Contingency fund set up to help colleges in trouble as move to bundle schemes with schools is mooted

At least £300m of public money has been spent on college projects that will now not go ahead because of the Learning and Skills Council funding fiasco, it emerged this week.

The LSC this week admitted it had set up a “contingency fund” to reimburse colleges for some of this amount, but refused to say how much it had set aside.

The news comes as it became more likely that the college building programme will be brought under the management of Partnerships for Schools, which runs the £45bn Building Schools for the Future (BSF) plan.

A senior college source said the LSC’s review found that £300m had been spent on aborted work.

A spokesperson for the Association of Colleges, which had originally estimated that £220m had been spent, said the figure sounded correct. He admitted that although colleges would pay their contracted debts to builders and consultants, firms that carried out work at risk were unlikely to reimbursed.

An LSC spokesperson said: “The LSC will meet all its obligations to support the costs incurred by colleges in developing their proposals as set out in the capital handbook.” The handbook sets out rules for paying out grant, limiting it to £1.35m a project.

colleges are hurting, but the contractors are always further down the line

Contractor

A contractor involved in the projects said it had all but given up on being paid for work cancelled.

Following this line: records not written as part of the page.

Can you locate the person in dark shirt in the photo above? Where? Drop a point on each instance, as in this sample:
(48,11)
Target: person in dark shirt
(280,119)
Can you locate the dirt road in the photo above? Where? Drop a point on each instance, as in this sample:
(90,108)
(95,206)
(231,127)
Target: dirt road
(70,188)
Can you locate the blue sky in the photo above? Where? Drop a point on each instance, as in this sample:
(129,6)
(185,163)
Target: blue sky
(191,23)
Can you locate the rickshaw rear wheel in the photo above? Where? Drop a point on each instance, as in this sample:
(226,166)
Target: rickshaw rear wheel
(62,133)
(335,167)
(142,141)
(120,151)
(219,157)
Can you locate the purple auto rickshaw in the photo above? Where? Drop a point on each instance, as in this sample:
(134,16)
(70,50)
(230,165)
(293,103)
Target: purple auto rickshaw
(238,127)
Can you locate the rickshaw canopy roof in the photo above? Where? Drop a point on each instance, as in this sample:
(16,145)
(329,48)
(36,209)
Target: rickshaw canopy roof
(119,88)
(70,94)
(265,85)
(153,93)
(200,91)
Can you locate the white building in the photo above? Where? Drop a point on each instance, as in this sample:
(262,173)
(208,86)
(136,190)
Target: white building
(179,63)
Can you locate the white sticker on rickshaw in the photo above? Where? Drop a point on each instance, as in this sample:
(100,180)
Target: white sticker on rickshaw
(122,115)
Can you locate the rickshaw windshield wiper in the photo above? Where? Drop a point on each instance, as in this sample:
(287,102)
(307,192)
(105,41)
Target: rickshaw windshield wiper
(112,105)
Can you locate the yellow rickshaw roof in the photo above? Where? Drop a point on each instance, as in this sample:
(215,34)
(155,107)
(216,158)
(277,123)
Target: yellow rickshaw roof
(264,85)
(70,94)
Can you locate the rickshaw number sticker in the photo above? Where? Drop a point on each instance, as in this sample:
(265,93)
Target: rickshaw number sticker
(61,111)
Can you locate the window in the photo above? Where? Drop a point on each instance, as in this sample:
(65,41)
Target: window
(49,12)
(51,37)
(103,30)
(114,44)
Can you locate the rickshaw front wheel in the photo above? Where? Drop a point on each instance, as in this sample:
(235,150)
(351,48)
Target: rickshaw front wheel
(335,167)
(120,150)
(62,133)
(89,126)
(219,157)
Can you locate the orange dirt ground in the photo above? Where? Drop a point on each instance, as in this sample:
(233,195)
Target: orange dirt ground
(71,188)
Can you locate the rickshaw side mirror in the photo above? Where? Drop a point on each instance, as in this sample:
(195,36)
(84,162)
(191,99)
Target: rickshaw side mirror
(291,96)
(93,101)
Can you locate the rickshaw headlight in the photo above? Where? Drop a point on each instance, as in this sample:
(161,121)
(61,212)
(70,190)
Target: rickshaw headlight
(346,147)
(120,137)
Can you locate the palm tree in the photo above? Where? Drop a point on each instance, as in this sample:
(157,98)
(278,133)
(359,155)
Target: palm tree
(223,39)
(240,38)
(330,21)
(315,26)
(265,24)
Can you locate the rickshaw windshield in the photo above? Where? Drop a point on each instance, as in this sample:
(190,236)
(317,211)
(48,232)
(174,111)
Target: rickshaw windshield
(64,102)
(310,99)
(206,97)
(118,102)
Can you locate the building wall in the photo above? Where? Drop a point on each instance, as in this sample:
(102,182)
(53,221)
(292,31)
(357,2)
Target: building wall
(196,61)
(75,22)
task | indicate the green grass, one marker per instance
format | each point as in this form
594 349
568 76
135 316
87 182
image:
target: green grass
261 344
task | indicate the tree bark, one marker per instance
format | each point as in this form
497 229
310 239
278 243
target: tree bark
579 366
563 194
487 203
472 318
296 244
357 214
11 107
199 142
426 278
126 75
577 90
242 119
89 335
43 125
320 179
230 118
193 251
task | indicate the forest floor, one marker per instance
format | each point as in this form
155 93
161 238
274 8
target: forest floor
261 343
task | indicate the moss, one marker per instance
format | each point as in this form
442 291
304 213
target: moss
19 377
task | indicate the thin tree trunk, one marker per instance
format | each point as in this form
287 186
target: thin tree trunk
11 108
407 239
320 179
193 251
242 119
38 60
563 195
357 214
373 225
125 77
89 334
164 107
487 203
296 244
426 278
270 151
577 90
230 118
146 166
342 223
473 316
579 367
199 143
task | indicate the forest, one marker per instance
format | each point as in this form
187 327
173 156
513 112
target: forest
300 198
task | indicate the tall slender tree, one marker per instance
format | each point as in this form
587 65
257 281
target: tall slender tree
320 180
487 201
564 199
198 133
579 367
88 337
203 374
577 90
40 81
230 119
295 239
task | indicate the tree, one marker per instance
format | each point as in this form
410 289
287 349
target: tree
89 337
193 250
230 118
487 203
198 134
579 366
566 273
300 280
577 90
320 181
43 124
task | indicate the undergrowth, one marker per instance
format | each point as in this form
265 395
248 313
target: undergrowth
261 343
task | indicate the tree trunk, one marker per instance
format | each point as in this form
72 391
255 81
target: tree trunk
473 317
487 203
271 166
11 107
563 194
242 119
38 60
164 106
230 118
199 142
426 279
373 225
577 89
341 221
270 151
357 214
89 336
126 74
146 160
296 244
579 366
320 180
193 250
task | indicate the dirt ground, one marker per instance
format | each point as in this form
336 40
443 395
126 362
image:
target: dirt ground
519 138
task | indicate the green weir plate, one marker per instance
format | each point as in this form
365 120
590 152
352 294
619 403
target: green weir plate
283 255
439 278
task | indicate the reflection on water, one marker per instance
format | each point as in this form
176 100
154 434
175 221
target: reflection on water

He said: “The colleges are hurting, but the contractors are always going to be further down the line.”

Colleges who have had their funding withdrawn last week wrote to business secretary Peter Mandelson to try to get the government to exempt them temporarily from VAT to make them viable with private funding.

The government spending watchdog, the Public Accounts Committee, this week suggested that schemes could be bundled with BSF schools.

Partnerships for Schools has already had its remit widened by the government to include initiatives such as the £7bn primary capital programme.

The Tory party is considering its education policy, and is understood to favour a more joined-up approach to investment.

The college building programme ground to a halt in March when 144 schemes were put on hold after the LSC over-committed its budget by more than 150%. Since then, just 13 colleges have been given the go-ahead, leaving the rest in limbo.